Published

Dave Phillips

response ability

the mantra “safety/security first” comes from a value system that makes survival and control top priority, and that depreciates values like the uncertainty of existence, play, adventure, risk, and the challenging of limits. which seems necessary for children to develop self-reliance and good judgement. some modern, often younger people, retain some of this inherent willingness to sacrifice safety and comfort in order to live life more fully. our surrounding culture, however, lobbies us repeatedly to live in fear, and has constructed belief-systems that embody fear or utilise it as a tool. according to them, staying safe, omitting danger or uncertainty, is over-ridingly important. we have a medical system in which most decisions are based on calculations of risk, and in which the worst possible outcome, marking failure, is death. yet all the while, we know, death awaits us regardless. a life saved is a death postponed. meanwhile, our abilities to cope with the uncertainty of life are being reduced.

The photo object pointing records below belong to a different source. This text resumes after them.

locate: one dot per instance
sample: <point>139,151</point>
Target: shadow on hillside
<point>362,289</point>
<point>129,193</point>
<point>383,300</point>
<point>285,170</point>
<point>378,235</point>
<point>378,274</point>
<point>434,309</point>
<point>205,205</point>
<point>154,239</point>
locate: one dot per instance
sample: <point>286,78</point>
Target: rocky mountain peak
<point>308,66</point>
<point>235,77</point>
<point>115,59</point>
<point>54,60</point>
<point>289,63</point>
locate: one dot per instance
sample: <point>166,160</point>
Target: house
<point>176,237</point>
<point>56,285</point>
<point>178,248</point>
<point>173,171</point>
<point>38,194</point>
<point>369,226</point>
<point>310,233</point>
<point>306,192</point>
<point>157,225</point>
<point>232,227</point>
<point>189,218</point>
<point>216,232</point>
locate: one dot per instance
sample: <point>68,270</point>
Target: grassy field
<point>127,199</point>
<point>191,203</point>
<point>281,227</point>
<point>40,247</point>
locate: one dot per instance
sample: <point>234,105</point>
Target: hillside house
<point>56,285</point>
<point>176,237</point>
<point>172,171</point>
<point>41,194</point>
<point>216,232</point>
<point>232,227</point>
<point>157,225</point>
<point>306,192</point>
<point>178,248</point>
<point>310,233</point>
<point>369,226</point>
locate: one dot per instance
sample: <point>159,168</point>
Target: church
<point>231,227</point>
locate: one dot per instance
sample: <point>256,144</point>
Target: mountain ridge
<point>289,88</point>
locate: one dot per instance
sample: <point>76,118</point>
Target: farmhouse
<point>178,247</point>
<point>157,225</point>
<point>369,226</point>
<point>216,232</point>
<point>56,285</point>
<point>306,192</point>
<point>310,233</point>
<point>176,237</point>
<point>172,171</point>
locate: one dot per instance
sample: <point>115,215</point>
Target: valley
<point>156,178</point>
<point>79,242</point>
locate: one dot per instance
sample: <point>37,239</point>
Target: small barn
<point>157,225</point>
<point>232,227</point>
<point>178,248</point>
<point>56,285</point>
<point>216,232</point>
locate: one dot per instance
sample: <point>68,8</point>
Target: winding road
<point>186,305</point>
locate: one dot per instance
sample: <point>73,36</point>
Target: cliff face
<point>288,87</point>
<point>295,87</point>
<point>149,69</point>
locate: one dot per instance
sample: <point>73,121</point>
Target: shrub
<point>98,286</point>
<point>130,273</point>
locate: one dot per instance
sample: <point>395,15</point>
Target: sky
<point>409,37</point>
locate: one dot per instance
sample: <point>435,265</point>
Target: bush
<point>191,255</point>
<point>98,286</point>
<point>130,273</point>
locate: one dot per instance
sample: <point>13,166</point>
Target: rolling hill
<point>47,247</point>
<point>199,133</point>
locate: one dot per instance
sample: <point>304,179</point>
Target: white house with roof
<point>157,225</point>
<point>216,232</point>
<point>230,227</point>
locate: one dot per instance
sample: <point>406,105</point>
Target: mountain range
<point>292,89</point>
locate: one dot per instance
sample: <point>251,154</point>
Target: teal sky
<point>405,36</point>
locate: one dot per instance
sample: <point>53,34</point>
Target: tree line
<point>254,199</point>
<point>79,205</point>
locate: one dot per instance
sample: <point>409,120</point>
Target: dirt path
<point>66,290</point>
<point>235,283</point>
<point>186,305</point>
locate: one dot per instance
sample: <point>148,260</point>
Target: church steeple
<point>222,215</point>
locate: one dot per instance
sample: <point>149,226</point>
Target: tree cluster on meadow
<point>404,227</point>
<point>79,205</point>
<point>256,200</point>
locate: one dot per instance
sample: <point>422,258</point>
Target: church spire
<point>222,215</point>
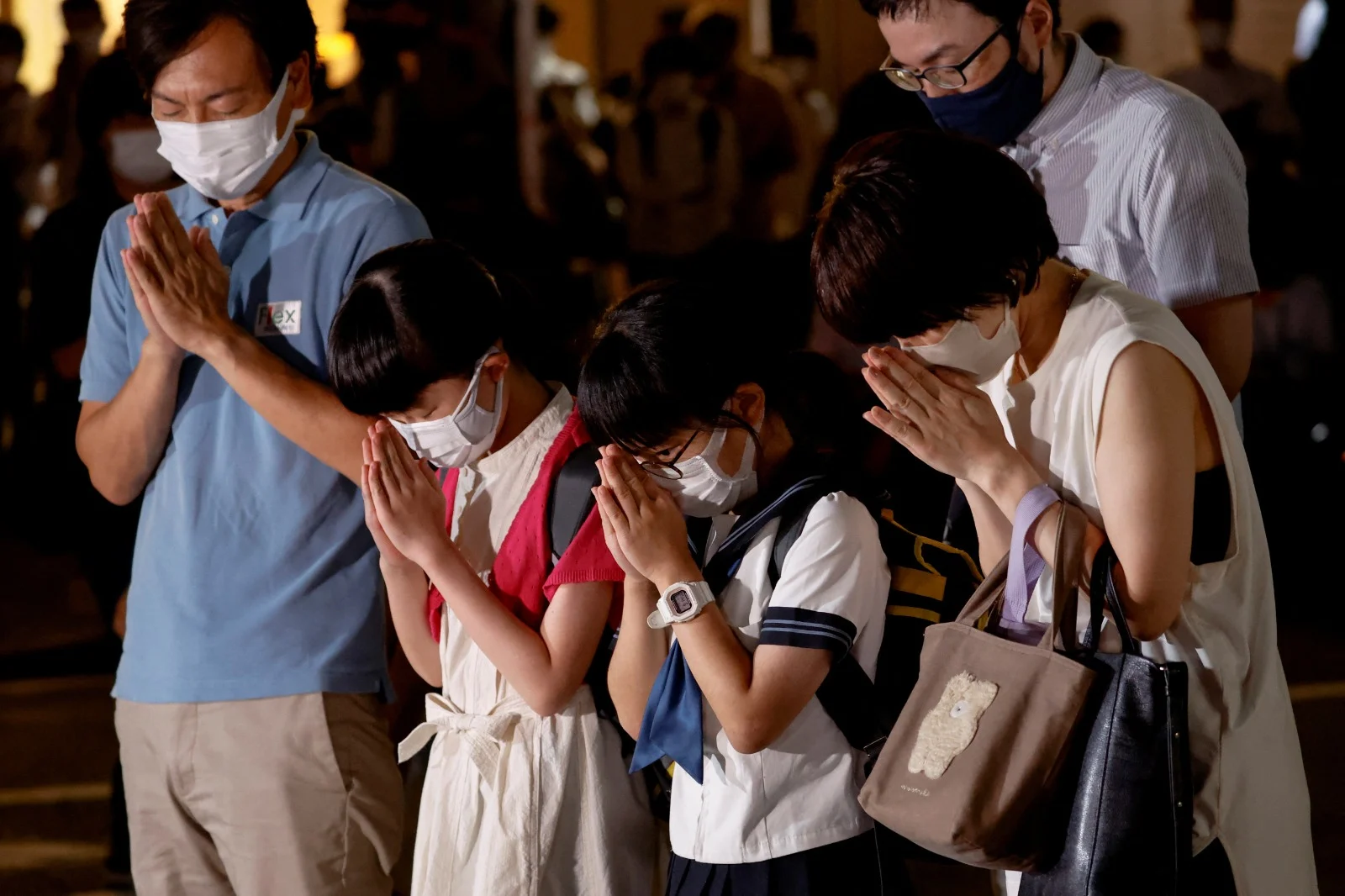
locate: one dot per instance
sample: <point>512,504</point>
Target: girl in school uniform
<point>720,656</point>
<point>526,791</point>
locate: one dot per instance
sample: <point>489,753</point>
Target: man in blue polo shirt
<point>256,759</point>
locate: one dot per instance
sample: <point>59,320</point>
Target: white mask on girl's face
<point>226,159</point>
<point>134,156</point>
<point>705,490</point>
<point>464,436</point>
<point>965,349</point>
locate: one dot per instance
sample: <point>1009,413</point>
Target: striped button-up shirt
<point>1143,183</point>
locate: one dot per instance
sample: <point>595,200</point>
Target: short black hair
<point>548,20</point>
<point>1214,10</point>
<point>71,8</point>
<point>159,31</point>
<point>1103,35</point>
<point>920,229</point>
<point>1002,11</point>
<point>672,55</point>
<point>667,358</point>
<point>719,35</point>
<point>11,40</point>
<point>672,354</point>
<point>416,314</point>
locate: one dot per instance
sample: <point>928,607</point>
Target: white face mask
<point>226,159</point>
<point>134,156</point>
<point>965,349</point>
<point>464,436</point>
<point>705,490</point>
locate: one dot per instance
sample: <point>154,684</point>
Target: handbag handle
<point>1105,593</point>
<point>1068,568</point>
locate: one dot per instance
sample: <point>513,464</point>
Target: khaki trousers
<point>287,795</point>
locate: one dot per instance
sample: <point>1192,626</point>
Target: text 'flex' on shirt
<point>253,573</point>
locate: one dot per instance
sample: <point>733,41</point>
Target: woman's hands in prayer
<point>642,522</point>
<point>179,284</point>
<point>404,503</point>
<point>942,417</point>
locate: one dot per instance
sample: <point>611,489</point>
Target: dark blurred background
<point>546,138</point>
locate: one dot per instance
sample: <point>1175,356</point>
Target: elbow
<point>549,701</point>
<point>114,490</point>
<point>1152,619</point>
<point>119,490</point>
<point>1150,629</point>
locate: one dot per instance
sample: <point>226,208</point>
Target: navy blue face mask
<point>997,112</point>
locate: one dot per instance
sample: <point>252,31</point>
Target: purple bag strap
<point>1026,562</point>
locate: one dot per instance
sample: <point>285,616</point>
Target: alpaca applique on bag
<point>970,770</point>
<point>948,728</point>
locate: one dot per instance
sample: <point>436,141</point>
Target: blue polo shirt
<point>253,575</point>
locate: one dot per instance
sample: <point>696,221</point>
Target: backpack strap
<point>572,499</point>
<point>847,694</point>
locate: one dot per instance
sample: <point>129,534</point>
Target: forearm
<point>723,667</point>
<point>303,410</point>
<point>1004,494</point>
<point>521,654</point>
<point>638,656</point>
<point>407,593</point>
<point>993,529</point>
<point>123,441</point>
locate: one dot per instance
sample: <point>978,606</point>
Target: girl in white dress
<point>526,791</point>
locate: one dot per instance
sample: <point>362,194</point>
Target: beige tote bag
<point>970,768</point>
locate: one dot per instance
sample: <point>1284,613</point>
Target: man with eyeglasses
<point>1143,182</point>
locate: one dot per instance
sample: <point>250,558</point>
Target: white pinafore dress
<point>514,804</point>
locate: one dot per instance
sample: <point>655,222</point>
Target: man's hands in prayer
<point>177,279</point>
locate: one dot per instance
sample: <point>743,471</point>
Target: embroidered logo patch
<point>952,724</point>
<point>279,319</point>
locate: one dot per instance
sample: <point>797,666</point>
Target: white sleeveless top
<point>1250,788</point>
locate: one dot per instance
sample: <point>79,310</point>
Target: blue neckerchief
<point>672,725</point>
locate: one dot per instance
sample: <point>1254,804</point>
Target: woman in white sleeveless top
<point>1105,397</point>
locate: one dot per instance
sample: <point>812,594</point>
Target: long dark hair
<point>672,354</point>
<point>417,314</point>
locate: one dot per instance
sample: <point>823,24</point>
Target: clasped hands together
<point>178,282</point>
<point>941,416</point>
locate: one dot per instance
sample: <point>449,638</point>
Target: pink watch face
<point>681,602</point>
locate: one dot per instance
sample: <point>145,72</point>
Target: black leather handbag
<point>1130,825</point>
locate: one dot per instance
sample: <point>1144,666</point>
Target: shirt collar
<point>288,199</point>
<point>1080,80</point>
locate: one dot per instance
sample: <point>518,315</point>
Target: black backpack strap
<point>847,693</point>
<point>572,497</point>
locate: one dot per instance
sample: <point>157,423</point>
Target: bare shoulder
<point>1149,382</point>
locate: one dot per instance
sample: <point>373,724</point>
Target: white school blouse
<point>1248,774</point>
<point>804,790</point>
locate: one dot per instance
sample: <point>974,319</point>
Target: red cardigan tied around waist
<point>522,576</point>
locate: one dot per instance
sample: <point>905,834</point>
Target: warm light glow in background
<point>46,34</point>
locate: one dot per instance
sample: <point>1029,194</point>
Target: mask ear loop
<point>474,387</point>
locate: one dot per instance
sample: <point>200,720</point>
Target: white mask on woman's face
<point>226,159</point>
<point>965,349</point>
<point>464,436</point>
<point>705,490</point>
<point>134,155</point>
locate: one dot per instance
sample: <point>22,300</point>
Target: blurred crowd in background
<point>696,163</point>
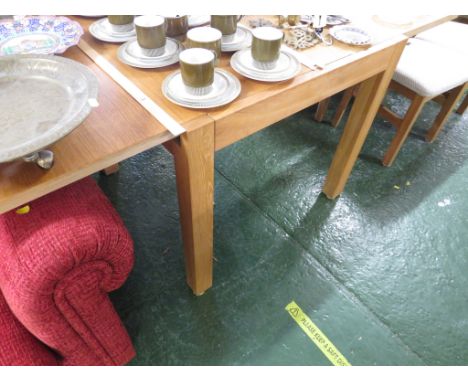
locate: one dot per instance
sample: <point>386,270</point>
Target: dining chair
<point>415,79</point>
<point>453,35</point>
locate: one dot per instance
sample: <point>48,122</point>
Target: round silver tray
<point>242,39</point>
<point>286,67</point>
<point>101,29</point>
<point>42,99</point>
<point>226,87</point>
<point>131,54</point>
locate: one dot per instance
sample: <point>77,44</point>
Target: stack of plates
<point>131,54</point>
<point>102,30</point>
<point>351,35</point>
<point>241,39</point>
<point>286,67</point>
<point>225,89</point>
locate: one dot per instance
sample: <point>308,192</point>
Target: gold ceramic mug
<point>176,25</point>
<point>197,70</point>
<point>266,46</point>
<point>227,24</point>
<point>121,23</point>
<point>207,38</point>
<point>151,37</point>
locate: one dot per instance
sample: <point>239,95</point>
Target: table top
<point>103,139</point>
<point>120,127</point>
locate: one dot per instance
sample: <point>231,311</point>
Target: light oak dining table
<point>121,127</point>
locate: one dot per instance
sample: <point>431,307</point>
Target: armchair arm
<point>57,264</point>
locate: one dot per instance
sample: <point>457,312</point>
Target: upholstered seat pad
<point>429,69</point>
<point>451,35</point>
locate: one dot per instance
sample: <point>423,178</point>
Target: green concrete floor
<point>382,271</point>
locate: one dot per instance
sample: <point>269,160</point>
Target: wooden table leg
<point>321,110</point>
<point>367,102</point>
<point>464,105</point>
<point>194,162</point>
<point>111,169</point>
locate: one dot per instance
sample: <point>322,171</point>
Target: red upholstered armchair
<point>57,264</point>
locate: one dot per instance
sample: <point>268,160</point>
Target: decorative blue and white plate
<point>38,35</point>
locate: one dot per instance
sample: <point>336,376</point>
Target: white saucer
<point>102,30</point>
<point>226,87</point>
<point>241,39</point>
<point>131,54</point>
<point>286,67</point>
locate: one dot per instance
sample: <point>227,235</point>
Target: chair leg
<point>444,113</point>
<point>321,110</point>
<point>348,94</point>
<point>404,129</point>
<point>461,109</point>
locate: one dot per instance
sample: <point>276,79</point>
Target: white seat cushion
<point>452,35</point>
<point>430,69</point>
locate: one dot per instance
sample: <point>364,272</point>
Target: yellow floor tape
<point>316,335</point>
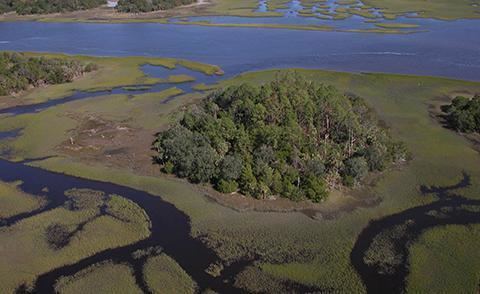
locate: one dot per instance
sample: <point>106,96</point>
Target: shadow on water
<point>381,275</point>
<point>170,231</point>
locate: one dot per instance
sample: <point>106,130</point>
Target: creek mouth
<point>170,232</point>
<point>170,229</point>
<point>402,229</point>
<point>150,70</point>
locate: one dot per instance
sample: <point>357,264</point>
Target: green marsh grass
<point>293,246</point>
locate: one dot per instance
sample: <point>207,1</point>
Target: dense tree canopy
<point>290,137</point>
<point>18,72</point>
<point>136,6</point>
<point>463,114</point>
<point>47,6</point>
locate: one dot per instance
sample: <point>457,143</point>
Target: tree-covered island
<point>291,137</point>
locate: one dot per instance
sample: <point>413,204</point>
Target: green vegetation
<point>112,72</point>
<point>290,137</point>
<point>27,249</point>
<point>18,72</point>
<point>439,9</point>
<point>436,269</point>
<point>164,275</point>
<point>313,251</point>
<point>47,6</point>
<point>100,278</point>
<point>136,6</point>
<point>463,114</point>
<point>13,201</point>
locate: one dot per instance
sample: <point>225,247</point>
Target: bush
<point>356,167</point>
<point>227,186</point>
<point>136,6</point>
<point>57,236</point>
<point>18,72</point>
<point>463,114</point>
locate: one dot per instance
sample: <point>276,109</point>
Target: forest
<point>19,72</point>
<point>136,6</point>
<point>463,114</point>
<point>291,137</point>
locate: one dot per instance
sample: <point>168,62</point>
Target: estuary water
<point>449,49</point>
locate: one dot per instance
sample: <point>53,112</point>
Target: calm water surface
<point>450,49</point>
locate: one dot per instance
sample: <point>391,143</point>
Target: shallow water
<point>154,71</point>
<point>450,49</point>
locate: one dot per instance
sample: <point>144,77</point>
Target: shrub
<point>227,186</point>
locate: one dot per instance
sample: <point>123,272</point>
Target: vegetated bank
<point>463,114</point>
<point>19,72</point>
<point>291,137</point>
<point>136,6</point>
<point>24,7</point>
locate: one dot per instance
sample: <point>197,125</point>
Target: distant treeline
<point>136,6</point>
<point>463,114</point>
<point>47,6</point>
<point>291,137</point>
<point>18,72</point>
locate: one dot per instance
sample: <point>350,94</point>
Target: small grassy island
<point>19,72</point>
<point>47,6</point>
<point>136,6</point>
<point>290,137</point>
<point>463,114</point>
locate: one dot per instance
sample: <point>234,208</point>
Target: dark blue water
<point>450,49</point>
<point>154,71</point>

doesn’t our drive to stay alive stem from the awareness of our mortality? death is the only certainty in life, and as much a part of a life’s cycle as birth is. to want to control life the way our systems suggest is preposterous.

the ultimate fulfillment of civilization’s program of control would be to triumph over death itself. failing that, modern society settles for a version of that triumph: denial rather than conquest. ours is a society of death denial, from its hiding away of corpses, to its fetish for youthfulness, to its warehousing of old people in nursing homes, to the industrial-scale slaughter of “domesticated” animals, conveniently out of sight.

mikel’s invitation to the petit bardo project reached me after i had spent 15 months living with and being a carer for my parents, subsequently accompanying my father into death at home, then living in the same village as my mother who headed into her own “last journey” 17 months later.

these experiences are some of the most profound of my life. i feel that accompanying our elders out of life is as important as accompanying our children into life – for all involved. a “task” that is an opportunity, a challenge, a quest, a journey, a discovery, and something deep-rooted that somehow feels “essential”, a total “human/mammalian/animal” experience.

nowadays tasks as caring for our oldest and youngest are increasingly handled by paid services, often because many of us lack the time since we have to generate money in order to deal with the system, to make ends meet. we are missing out on some very, very precious experiences. death is an amazing teacher.

dedicated to catherine & michael phillips

all sounds are slowed-down field recordings (time-stretched -80% to -200%; no other manipulations), as to my “mutations” approach, an exercise in switching dimensions. decomposed june 2022.